Either that or maybe we need a Valve supported DirectX to Vulkan translation layer for Windows, which would then just allow Fossilize to work as it's already intended to work?

Wonder if @Andrew Lauritzen could maybe chime in with any insight into the likelihood that Microsoft could be convinced into doing something like this? Or what would be the best way to convince them. At this point I'm wondering if it can be done, then why isn't it? I'm sure Valve would absolutely be willing to work with Microsoft to integrate such a system into Steam.
 
PSOs aren't purely a function of API design. PSOs are a function of hardware design as well. Here's an old statement below from a Direct3D developer ...
PSOs exist so that drivers can do cross-pipeline optimizations, either incorporating fixed-function state into shader code (instead of patching) or to perform cross-stage optimizations
On some hardware, dynamic toggling of shader stages and states can lead to reduced performance and massive compilation hitches. On Intel HW, dynamically toggling Geometry/Tessellation/Compute shaders or using stream output can disable their position-only shading tiled based rendering pipeline optimization. On AMD HW, dynamically toggling Geometry/Tessellation Shaders or using stream output causes recompilations due to the combined cross-stage nature of primitive shaders ...

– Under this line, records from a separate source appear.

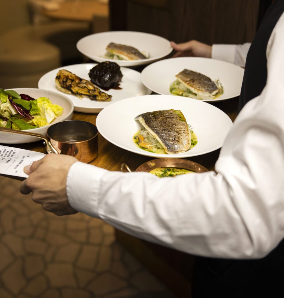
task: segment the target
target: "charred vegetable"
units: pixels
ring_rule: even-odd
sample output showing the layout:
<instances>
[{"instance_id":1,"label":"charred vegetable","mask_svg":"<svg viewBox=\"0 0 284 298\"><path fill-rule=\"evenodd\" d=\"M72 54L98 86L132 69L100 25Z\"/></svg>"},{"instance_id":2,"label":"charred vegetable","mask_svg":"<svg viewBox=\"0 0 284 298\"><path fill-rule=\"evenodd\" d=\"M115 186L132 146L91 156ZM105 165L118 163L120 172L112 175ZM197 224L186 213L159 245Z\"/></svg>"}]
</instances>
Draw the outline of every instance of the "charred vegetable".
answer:
<instances>
[{"instance_id":1,"label":"charred vegetable","mask_svg":"<svg viewBox=\"0 0 284 298\"><path fill-rule=\"evenodd\" d=\"M89 73L91 82L106 90L117 87L122 78L119 66L114 62L105 61L93 67Z\"/></svg>"}]
</instances>

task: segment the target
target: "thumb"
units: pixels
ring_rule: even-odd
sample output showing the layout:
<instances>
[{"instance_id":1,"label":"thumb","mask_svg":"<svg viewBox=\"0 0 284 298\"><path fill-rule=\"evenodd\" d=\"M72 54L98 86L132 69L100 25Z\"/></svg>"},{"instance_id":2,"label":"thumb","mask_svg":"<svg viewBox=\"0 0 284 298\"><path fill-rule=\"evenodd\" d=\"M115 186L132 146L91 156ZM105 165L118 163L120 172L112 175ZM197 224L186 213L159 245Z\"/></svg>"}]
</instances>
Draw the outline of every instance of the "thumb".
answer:
<instances>
[{"instance_id":1,"label":"thumb","mask_svg":"<svg viewBox=\"0 0 284 298\"><path fill-rule=\"evenodd\" d=\"M191 49L191 44L190 41L178 44L176 44L173 41L171 41L171 45L174 50L178 52L183 52Z\"/></svg>"},{"instance_id":2,"label":"thumb","mask_svg":"<svg viewBox=\"0 0 284 298\"><path fill-rule=\"evenodd\" d=\"M28 175L30 175L32 173L35 171L38 167L43 162L43 159L39 159L35 162L34 162L31 164L29 164L28 165L26 166L24 168L24 171L28 174Z\"/></svg>"}]
</instances>

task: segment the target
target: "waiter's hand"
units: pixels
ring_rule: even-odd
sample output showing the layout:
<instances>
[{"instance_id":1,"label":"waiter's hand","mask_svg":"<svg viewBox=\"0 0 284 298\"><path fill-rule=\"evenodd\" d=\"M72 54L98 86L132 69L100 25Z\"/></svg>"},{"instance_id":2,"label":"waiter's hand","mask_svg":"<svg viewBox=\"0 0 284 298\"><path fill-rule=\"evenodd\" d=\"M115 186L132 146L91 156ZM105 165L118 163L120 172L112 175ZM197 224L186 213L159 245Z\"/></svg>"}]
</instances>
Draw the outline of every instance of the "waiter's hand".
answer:
<instances>
[{"instance_id":1,"label":"waiter's hand","mask_svg":"<svg viewBox=\"0 0 284 298\"><path fill-rule=\"evenodd\" d=\"M171 45L177 52L173 57L193 56L211 58L212 46L197 41L191 40L178 44L171 41Z\"/></svg>"},{"instance_id":2,"label":"waiter's hand","mask_svg":"<svg viewBox=\"0 0 284 298\"><path fill-rule=\"evenodd\" d=\"M33 201L57 215L76 213L68 201L66 181L71 166L78 161L67 155L47 154L25 167L29 176L22 183L20 191L24 195L32 192Z\"/></svg>"}]
</instances>

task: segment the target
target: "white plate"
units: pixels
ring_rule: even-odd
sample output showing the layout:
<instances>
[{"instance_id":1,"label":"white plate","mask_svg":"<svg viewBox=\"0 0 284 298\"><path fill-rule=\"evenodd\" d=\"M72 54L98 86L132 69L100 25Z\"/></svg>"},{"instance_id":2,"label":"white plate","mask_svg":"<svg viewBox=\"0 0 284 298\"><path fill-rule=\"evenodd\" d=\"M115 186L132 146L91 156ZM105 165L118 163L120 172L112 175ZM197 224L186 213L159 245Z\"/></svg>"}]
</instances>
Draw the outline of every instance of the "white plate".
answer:
<instances>
[{"instance_id":1,"label":"white plate","mask_svg":"<svg viewBox=\"0 0 284 298\"><path fill-rule=\"evenodd\" d=\"M135 66L147 64L166 56L172 50L170 41L163 37L148 33L131 31L113 31L96 33L85 36L77 43L79 52L98 62L110 60L104 58L109 44L130 46L150 55L148 59L126 61L112 60L120 66Z\"/></svg>"},{"instance_id":2,"label":"white plate","mask_svg":"<svg viewBox=\"0 0 284 298\"><path fill-rule=\"evenodd\" d=\"M224 93L216 99L203 101L219 101L238 96L241 92L244 69L233 64L209 58L181 57L158 61L143 70L143 84L159 94L170 94L170 86L175 75L185 69L200 72L213 80L219 79Z\"/></svg>"},{"instance_id":3,"label":"white plate","mask_svg":"<svg viewBox=\"0 0 284 298\"><path fill-rule=\"evenodd\" d=\"M151 93L150 90L142 83L140 73L125 67L120 68L123 77L120 87L122 89L117 90L110 89L107 91L102 90L112 96L111 100L109 101L91 100L86 97L80 99L76 95L60 91L56 87L55 77L59 70L66 69L80 77L89 81L88 74L90 70L96 65L97 64L92 63L77 64L62 66L54 69L42 77L39 81L39 88L51 90L64 94L72 101L75 111L91 113L99 113L107 106L121 100L129 97L149 94Z\"/></svg>"},{"instance_id":4,"label":"white plate","mask_svg":"<svg viewBox=\"0 0 284 298\"><path fill-rule=\"evenodd\" d=\"M134 118L141 113L174 109L183 113L193 127L198 142L184 153L156 154L138 147L133 136L142 127ZM206 103L174 95L148 95L126 98L104 109L98 115L96 125L111 143L131 152L157 158L187 157L204 154L220 148L233 123L221 110Z\"/></svg>"}]
</instances>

Microsoft aren't exposing PSOs as the mechanism for shader/state management for the laughs. PSOs are a necessary abstraction for some hardware more than others ...
 
So earlier in the week I asked a few people who work in the industry if it would be possible for Microsoft to make a "Fossilize" equivalent for DirectX PSOs on Windows, which could be used by gaming clients like Steam to precache.
Isn't Fossilize just a shader cache? DX has this for a long time now, and the issue with any download based solution is still the same - the amount of configuration permutations which will have to be supported by the system.

I'm also still completely against any system which can't work locally without an online component.
 
Isn't Fossilize just a shader cache? DX has this for a long time now, and the issue with any download based solution is still the same - the amount of configuration permutations which will have to be supported by the system.

I'm also still completely against any system which can't work locally without an online component.
Fossilize, as far as I understand it, essentially collects pipeline state data which which can then be collected (by Valve) and downloaded along with the game package to run on any GPU+driver to create a pipeline cache for that specific hardware ahead of time, without the game even being required. This essentially allows them to "precache" without the game.

DirectX doesn't have anything like that.

Here's the thing about your issue with it though. If you don't have an internet connection.. you're not downloading the game in the first place...lol. But regardless of that.. if you don't have an internet connection.. then the game will just do what it always does, and build it's own cache as you play it.

There's literally NO downsides. This isn't some replacement for developers doing the best they can to not have this issue in the first place.. it's essentially a redundancy.. because we can't depend on every studio to deal with this issue evidently, for whatever reason.

In the future I hope that the people who are creating these APIs consider creating the mechanisms to do exactly this.
 
Microsoft aren't exposing PSOs as the mechanism for shader/state management for the laughs. PSOs are a necessary abstraction for some hardware more than others ...
Please correct me if I understood this wrong.

Essentially what you mean is, DX11 with it's dynamic state switching caused performance drops on AMD and Intel hardware, so DX12 had to implement PSOs to better suit AMD and Intel hardware and stop any potential drops, right?
 
Fossilize, as far as I understand it, essentially collects pipeline state data which which can then be collected (by Valve) and downloaded along with the game package to run on any GPU+driver to create a pipeline cache for that specific hardware ahead of time, without the game even being required. This essentially allows them to "precache" without the game.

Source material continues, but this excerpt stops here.